- Born: Mae Katherine Berg July 7, 1916 Brooklyn, New York
- Died: April 5, 2004 (aged 87) Tarrytown, New York
- Occupations: nun, educator and administrator

= Sister Marie Majella Berg =

American educator and administrator

Sister Marie Majella Berg (1916–2004) was an American Catholic nun in the order of the Religious of the Sacred Heart of Mary. She served as president of Marymount University from 1960 through 1993.

==Biography==
Berg was born Mae Katherine Berg on July 7, 1916, in Brooklyn, New York. In 1934, when she was 18, she entered the Catholic order Religious of the Sacred Heart of Mary. She studied at Marymount College, Tarrytown, earning a bachelor's degree in Latin. She went on to earn her master's degree in classics from Fordham University.
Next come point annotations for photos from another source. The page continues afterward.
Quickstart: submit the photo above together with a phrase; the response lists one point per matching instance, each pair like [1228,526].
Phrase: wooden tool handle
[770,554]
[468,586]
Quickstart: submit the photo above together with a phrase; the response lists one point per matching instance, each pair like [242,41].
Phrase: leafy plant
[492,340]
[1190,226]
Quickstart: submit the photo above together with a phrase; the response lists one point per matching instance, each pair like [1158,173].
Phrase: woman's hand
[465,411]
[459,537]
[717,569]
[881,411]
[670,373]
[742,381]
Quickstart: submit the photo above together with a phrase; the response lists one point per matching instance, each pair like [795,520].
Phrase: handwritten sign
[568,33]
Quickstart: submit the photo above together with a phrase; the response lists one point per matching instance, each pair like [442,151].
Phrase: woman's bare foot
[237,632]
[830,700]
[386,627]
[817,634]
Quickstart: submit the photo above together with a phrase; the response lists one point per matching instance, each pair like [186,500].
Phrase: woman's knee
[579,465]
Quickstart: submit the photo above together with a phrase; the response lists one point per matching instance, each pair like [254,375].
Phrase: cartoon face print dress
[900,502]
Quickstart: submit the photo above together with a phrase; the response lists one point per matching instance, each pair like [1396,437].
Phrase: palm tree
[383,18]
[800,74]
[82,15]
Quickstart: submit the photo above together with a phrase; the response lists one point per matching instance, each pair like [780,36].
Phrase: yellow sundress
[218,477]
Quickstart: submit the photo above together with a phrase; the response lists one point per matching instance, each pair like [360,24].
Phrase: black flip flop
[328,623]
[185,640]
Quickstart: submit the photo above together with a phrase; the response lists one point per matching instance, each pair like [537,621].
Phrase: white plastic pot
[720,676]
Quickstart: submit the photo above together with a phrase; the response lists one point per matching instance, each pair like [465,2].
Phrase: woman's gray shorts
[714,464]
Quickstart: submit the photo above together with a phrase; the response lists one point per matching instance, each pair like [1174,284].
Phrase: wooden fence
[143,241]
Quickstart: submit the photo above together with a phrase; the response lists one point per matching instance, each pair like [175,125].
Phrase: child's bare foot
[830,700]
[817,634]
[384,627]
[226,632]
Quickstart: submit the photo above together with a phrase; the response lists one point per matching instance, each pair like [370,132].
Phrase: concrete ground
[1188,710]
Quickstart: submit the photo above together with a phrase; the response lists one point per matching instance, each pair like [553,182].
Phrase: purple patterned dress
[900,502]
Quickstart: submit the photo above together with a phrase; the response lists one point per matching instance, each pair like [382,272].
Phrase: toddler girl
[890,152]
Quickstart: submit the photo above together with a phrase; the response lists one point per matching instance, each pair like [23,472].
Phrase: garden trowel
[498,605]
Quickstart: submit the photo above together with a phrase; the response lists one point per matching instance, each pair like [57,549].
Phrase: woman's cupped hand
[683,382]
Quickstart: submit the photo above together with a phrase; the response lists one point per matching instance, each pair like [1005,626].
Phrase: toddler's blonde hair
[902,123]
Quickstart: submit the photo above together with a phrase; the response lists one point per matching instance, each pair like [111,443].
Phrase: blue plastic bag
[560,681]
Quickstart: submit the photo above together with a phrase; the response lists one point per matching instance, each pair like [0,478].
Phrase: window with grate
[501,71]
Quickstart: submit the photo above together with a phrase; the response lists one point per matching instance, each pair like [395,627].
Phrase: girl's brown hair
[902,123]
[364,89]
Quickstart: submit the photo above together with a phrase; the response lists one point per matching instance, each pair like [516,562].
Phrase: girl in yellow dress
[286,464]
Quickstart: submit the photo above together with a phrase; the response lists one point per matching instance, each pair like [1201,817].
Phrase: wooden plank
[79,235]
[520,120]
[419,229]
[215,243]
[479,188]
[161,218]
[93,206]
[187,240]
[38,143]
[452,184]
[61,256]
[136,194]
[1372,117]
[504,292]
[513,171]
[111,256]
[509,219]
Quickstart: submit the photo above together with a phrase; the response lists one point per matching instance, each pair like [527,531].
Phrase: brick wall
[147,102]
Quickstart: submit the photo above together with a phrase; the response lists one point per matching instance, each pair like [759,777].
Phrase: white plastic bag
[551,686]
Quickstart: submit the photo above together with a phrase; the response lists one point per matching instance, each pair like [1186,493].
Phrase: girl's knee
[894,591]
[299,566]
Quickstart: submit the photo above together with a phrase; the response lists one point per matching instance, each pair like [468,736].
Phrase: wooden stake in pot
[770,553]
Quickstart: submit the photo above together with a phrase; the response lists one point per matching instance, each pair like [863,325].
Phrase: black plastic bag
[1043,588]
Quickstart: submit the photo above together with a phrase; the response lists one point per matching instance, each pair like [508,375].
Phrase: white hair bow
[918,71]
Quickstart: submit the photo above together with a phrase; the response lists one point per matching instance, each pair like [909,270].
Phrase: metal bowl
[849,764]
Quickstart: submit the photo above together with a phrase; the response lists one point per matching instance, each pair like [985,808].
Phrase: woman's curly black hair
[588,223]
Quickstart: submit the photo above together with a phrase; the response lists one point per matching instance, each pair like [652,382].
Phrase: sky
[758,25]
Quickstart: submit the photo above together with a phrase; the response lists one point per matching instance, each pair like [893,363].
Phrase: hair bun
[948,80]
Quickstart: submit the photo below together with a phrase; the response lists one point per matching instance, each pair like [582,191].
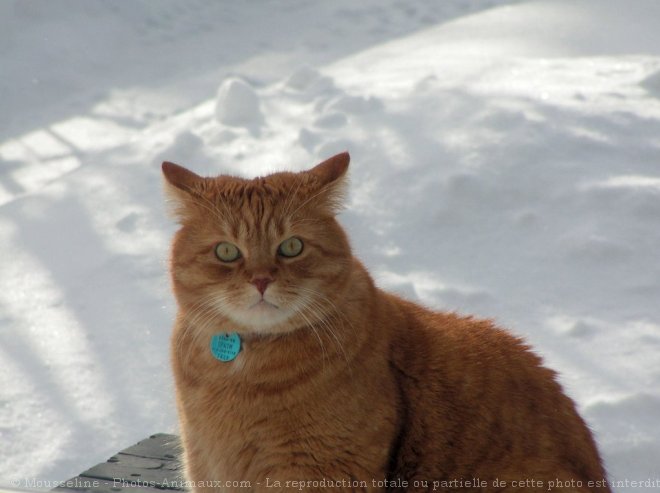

Berg's educational career began in 1936 at the Marymount School of New York where she taught though 1948. She went on to teach at Marymount Manhattan College also serving as registrar. From 1958 through 1960 she was the registrar of Marymount College, Tarrytown. In 1960 Berg was appointed the third president of Marymount College of Virginia now Marymount University in Arlington, Virginia. At the time, Marymount was a two-year women's college During her tenure Marymount expanded its curriculum to offer bachelor's degrees and master's degrees. Marymount became coeducational in 1986. Berg retired in 1993, serving as president for 33 years. She then became president emerita of the university.

In 1990 Berg was named "Washingtonian of the Year" by Washingtonian magazine. In 1993 she received the Pro Ecclesia et Pontifice medal from Pope John Paul II.

Berg died on April 5, 2004, at the Marymount Convent in Tarrytown, New York. At the time of her death Marie Majella Berg was the longest serving woman college president in the United States.

In 2006 Berg was honored by the Virginia Women in History, sponsored by the Library of Virginia and Virginia Foundation for Women.